It’s time to move on to something else. I always say, write down what you’re going to do tomorrow. Do it today so that you don’t lose your pace, and so before you kind of get done with your cold calling or whatever you are doing, figure out. Make a list. Figure out who am I going to call the next day? So that you’re ready to go. But that takes a lot of strategizing and kind of documenting a strategy, documenting your moves. All those things that Ellen is going to talk about come into play in making your to-do list for tomorrow. Making it today. There’s a lot more to that than just writing down names. You have to have all those moves and those strategies and you have to have that documented somewhere, and it all kind of comes together.
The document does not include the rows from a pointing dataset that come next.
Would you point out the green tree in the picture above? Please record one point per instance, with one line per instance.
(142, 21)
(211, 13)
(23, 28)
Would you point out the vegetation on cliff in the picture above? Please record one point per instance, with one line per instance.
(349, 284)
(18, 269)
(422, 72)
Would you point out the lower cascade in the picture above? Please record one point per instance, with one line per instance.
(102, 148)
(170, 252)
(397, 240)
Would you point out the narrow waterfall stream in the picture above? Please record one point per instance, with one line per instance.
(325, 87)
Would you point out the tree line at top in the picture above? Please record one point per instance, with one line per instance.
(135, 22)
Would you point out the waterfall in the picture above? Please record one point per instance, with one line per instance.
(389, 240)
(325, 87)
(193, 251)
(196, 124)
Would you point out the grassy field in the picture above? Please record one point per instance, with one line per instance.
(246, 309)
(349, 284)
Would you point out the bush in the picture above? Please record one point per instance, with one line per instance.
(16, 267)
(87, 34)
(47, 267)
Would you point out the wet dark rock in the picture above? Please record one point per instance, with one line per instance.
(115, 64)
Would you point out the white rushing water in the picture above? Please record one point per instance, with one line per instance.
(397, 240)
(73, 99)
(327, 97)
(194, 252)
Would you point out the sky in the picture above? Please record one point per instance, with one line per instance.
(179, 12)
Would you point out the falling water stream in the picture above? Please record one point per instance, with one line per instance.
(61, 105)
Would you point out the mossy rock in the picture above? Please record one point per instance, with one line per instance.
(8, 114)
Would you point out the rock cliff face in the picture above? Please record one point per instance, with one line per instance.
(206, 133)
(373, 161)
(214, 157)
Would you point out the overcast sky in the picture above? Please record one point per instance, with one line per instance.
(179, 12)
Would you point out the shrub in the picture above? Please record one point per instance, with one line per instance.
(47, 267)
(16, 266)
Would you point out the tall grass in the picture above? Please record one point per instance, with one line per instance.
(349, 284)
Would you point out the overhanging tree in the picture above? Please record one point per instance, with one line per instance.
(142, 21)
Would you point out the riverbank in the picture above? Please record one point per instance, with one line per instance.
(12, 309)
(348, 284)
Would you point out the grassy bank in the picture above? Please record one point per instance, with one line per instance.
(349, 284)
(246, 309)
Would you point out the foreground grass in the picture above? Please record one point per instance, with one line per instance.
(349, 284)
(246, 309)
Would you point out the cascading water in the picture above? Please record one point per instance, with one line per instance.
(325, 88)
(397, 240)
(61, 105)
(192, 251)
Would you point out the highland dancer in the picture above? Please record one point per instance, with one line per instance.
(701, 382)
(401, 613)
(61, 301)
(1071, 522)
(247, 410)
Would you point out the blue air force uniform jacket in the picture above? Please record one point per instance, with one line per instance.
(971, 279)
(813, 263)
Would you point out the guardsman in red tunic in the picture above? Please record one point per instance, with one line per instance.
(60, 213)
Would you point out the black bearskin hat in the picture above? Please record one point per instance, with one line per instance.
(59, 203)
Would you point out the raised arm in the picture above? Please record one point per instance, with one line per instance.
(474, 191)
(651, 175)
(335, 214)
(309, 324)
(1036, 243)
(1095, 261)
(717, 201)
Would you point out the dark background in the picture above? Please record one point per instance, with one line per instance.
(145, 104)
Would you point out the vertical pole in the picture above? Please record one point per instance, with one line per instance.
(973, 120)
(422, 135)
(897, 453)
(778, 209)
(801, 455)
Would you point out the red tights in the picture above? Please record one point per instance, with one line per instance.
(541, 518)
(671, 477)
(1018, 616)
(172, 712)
MT: Yeah. So what I’m hearing is that you don’t necessarily need a humongous database to get this done.

KK: No.

MT: You just need your own system.

KK: Right, your own system, and make it as simple for yourself as possible.

MT: I love that. One thing we talked about before we turned on the recording, which I feel like we should say, is some people in the nonprofit world think that what we’re doing – major gifts – is not sales. They think that it’s way different and that they could not learn anything from the for-profit sector. Since you have experience in both worlds, what would you say to that?

KK: I think that the sales background I have has served me really well in the nonprofit world. I take a lot of strategies away from what I learned in sales. So I think that the reason that we sometimes say it’s so different is sales can be very transactional. Fundraising is very much relationship based and less transactional, and very also kind of personal and emotional. Whereas sometimes sales is about just a very logical return on investment, where philanthropy is very emotional. So while maybe some of the motivations and those types of things are very different, and you have to understand that, because that comes into kind of the art of fundraising.

There is a lot of the science behind fundraising and sales that are very similar and that transfer well between the two.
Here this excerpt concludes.